RFC 6265 does not allow non-ascii characters in cookie value in Set-Cookie header. Citing from its Chapter 4.1.1. Set-Cookie / Syntax,

 set-cookie-header = "Set-Cookie:" SP set-cookie-string
 set-cookie-string = cookie-pair *( ";" SP cookie-av )
 cookie-pair       = cookie-name "=" cookie-value
 cookie-name       = token
 cookie-value      = *cookie-octet / ( DQUOTE *cookie-octet DQUOTE )
 cookie-octet      = %x21 / %x23-2B / %x2D-3A / %x3C-5B / %x5D-7E
                       ; US-ASCII characters excluding CTLs,
                       ; whitespace DQUOTE, comma, semicolon,
                       ; and backslash

The cookie-value is limited to US-ASCII, even when quoted.

At the same time, attributes (cookie-av) do not have such limitation and as such may be UTF-8:

 path-av           = "Path=" path-value
 path-value        = <any CHAR except CTLs or ";">


For reference, the place where UTF-8 is mentioned in RFC 6265 is in chapter 5.4. The Cookie Header. Citing:

   NOTE: Despite its name, the cookie-string is actually a sequence of
   octets, not a sequence of characters.  To convert the cookie-string
   (or components thereof) into a sequence of characters (e.g., for
   presentation to the user), the user agent might wish to try using the
   UTF-8 character encoding [RFC3629] to decode the octet sequence.
   This decoding might fail, however, because not every sequence of
   octets is valid UTF-8.
Comment 4 Mark Thomas 2014-10-02 14:43:47 UTC
(In reply to Konstantin Kolinko from comment #3)
> The cookie-value is limited to US-ASCII, even when quoted.
Agreed.

> At the same time, attributes (cookie-av) do not have such limitation and as
> such may be UTF-8:
> 
>  path-av           = "Path=" path-value
>  path-value        = <any CHAR except CTLs or ";">

Nope. CHAR is limited to USASCII. See the definition in section 2.2 of RFC 6265.
Comment 5 Mark Thomas 2014-10-02 15:42:32 UTC
Here is a patch that adds support for sending HTTP headers in character sets other than ISO-8859-1 and then uses that support for sending Set-Cookie headers.

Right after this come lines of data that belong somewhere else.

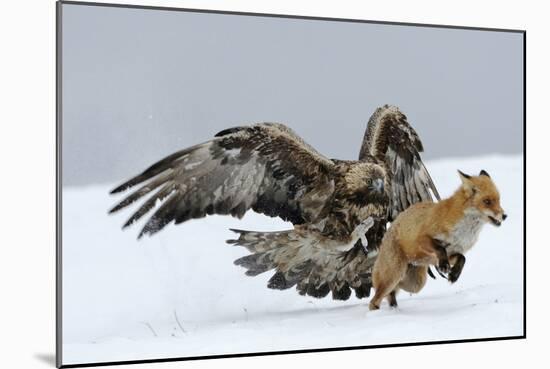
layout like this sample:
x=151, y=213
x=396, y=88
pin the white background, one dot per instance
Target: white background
x=27, y=266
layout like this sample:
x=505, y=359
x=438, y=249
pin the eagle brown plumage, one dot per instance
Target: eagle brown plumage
x=337, y=207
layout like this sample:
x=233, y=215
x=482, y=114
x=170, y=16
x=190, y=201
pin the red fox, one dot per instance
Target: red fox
x=434, y=234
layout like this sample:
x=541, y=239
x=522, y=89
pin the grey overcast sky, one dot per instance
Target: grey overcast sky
x=141, y=84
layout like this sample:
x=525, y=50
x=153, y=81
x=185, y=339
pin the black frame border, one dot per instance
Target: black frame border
x=59, y=126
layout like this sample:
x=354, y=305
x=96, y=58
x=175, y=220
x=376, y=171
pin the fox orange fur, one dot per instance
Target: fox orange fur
x=434, y=234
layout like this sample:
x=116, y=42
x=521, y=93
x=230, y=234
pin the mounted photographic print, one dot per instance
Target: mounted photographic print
x=239, y=184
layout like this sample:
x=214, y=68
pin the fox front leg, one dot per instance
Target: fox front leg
x=443, y=265
x=457, y=262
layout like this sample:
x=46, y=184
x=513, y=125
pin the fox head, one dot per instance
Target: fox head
x=482, y=196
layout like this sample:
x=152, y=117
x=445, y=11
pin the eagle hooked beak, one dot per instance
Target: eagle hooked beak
x=378, y=185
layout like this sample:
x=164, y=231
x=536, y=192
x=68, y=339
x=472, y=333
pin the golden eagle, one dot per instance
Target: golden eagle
x=339, y=208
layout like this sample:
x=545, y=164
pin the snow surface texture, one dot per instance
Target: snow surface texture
x=178, y=294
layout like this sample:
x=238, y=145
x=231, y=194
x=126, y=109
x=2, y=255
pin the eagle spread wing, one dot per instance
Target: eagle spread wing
x=390, y=139
x=264, y=167
x=333, y=204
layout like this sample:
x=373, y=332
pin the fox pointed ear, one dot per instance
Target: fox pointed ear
x=484, y=173
x=463, y=176
x=467, y=184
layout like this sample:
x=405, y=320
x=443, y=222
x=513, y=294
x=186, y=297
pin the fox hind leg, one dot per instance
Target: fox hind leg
x=391, y=298
x=457, y=261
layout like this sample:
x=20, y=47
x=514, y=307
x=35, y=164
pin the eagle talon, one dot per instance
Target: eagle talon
x=362, y=229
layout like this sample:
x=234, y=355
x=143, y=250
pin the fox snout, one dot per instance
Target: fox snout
x=499, y=218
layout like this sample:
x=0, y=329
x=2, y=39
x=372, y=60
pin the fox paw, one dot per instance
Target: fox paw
x=444, y=267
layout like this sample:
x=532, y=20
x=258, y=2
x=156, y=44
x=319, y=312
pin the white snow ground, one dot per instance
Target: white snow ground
x=178, y=294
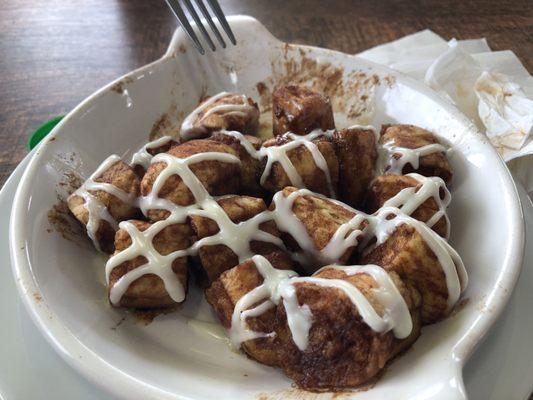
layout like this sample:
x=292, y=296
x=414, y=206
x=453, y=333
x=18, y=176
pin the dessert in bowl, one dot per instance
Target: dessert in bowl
x=316, y=251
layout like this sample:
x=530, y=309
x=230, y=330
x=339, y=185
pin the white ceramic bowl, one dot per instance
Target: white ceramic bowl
x=61, y=281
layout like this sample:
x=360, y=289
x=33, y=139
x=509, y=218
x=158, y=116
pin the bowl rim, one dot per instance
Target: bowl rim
x=102, y=374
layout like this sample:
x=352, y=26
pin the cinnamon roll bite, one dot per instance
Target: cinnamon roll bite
x=140, y=273
x=315, y=229
x=243, y=229
x=300, y=110
x=229, y=111
x=247, y=148
x=423, y=198
x=302, y=161
x=356, y=151
x=418, y=255
x=106, y=198
x=349, y=333
x=409, y=148
x=215, y=166
x=255, y=334
x=140, y=161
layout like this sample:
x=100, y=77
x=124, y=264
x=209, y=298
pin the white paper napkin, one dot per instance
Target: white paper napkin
x=492, y=88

Both AJP and HTTP needed changes SPDY didn't as it already used the approach the patch uses.

I still have some work to do to restore the filtering of CTLs.

http://people.apache.org/~markt/patches/2014-10-02-bug55951-tc8-v1.patch
Comment 6 Mark Thomas 2014-10-07 08:28:52 UTC
This is the completed patch:
http://people.apache.org/~markt/patches/2014-10-06-bug55951-tc8-v2.patch

I'll give folks a day or so to review and comment and then commit it.
Comment 7 Mark Thomas 2014-10-10 14:29:19 UTC
This has now been fixed in 8.0.x for 8.0.15 onwards.